Pasaron unos minutos para que los policías consiguieran calmar a María. Con Jesús no hizo falta. Ni siquiera lograron que enfocara la mirada.

—¿Dónde está vuestra madre? —comenzó alguien la lluvia de preguntas que seguiría—. ¿Cuánto tiempo lleváis aquí?

Si esperaban encontrar un alijo de droga escondido en aquella nave abandonada, su decepción se vería recompensada por un sinfín de sorpresas.

—Creo que esto responde a tu primera pregunta —respondió otro, señalando una calavera medio enterrada en escombros y restos humanos, en una esquina del almacén.

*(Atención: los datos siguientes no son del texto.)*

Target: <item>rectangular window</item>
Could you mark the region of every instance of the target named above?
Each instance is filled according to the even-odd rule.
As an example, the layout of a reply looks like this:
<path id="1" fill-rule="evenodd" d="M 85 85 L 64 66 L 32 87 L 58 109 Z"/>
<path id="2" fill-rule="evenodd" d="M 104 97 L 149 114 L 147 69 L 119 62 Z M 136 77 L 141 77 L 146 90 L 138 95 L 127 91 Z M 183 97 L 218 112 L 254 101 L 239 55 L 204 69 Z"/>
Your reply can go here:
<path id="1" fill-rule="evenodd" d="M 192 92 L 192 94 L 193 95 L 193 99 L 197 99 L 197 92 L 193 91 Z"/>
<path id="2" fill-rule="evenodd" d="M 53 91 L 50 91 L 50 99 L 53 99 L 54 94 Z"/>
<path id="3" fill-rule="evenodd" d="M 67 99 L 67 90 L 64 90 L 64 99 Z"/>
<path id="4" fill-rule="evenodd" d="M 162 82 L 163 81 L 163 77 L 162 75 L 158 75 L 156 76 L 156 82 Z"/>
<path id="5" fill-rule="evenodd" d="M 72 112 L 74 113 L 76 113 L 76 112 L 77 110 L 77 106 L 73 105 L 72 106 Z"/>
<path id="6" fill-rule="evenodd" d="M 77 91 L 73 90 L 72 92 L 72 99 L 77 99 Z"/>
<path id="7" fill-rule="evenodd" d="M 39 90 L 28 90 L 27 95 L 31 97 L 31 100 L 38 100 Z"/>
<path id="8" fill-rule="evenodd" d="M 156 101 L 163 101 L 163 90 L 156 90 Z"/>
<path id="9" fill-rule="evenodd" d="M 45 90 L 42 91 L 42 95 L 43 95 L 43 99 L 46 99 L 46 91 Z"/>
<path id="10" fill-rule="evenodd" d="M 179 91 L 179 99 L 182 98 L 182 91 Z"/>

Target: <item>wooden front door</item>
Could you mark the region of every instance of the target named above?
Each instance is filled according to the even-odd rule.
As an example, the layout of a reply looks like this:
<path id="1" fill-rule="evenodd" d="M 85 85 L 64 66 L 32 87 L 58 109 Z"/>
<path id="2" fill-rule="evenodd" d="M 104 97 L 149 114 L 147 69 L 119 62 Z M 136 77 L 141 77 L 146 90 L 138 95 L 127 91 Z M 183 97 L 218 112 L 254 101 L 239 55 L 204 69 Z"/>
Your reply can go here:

Si Jesús hubiera estado en condiciones, les habría explicado por qué no dejó a Mamá en la zona donde defecaban, sepultándola mejor allí, aunque no hubiera con qué tapar su cuerpo. Si soportaron el olor a putrefacción, era porque el mundo era demasiado estrecho como para esperar otra cosa. Y nadie les aseguraba que el universo exterior oliera mejor.

Una hora después, María abandonó esa burbuja cuadrada cuyos confines eran paredes de chapa corroída, las estrellas eran agujeros en las lamas del techo y el día parecía noche.

Las sirenas la ensordecieron. Aunque los hombres que ya no eran demonios habían apretado fuerte las vendas, sus ojos se quejaron por el azote de aquel sol que no recordaba haber visto nunca. Todavía no había entrado en aquel cajón con ruedas que escupía luces y ruidos cuando ya notó que la alejaban de su hermano. No quería separarse de él, pero la civilización avanzada que creían destruida se daba demasiada prisa en rescatarlos.

—Tranquila, no te asustes —dijo una voz femenina en el interior de la ambulancia—. No vamos a hacerte daño.

María quería arrancarse las vendas de los ojos para buscar a Jesús, al que no oía, y ver todo lo que no pudo en cuatro años de triste existencia. Pero apenas tenía valor para apartar las manos de la cara y dejar que el sol la embistiera como un ariete de luz y dolor.

Abandonaba un mundo gris, reinado por el miedo, la oscuridad y el silencio, para explorar otro de colores y sonido. Pero la esperanza era un cuchillo de doble filo. En aquel recinto que ella conocía como su único hogar, dos niños sobrevivían apoyándose uno en otro. Fuera, existía otro mundo evolucionado, de gente que le gustaba regodearse en las noticias más grotescas y obscenas. Ahora recibía con los brazos abiertos a una niña que comía ratas crudas y a un joven autista incapaz de enterrar a su madre loca, de esos que tanto gustaban a los psiquiatras para experimentar sus métodos.

Tenían toda una vida por delante para averiguar cuál de los dos era peor.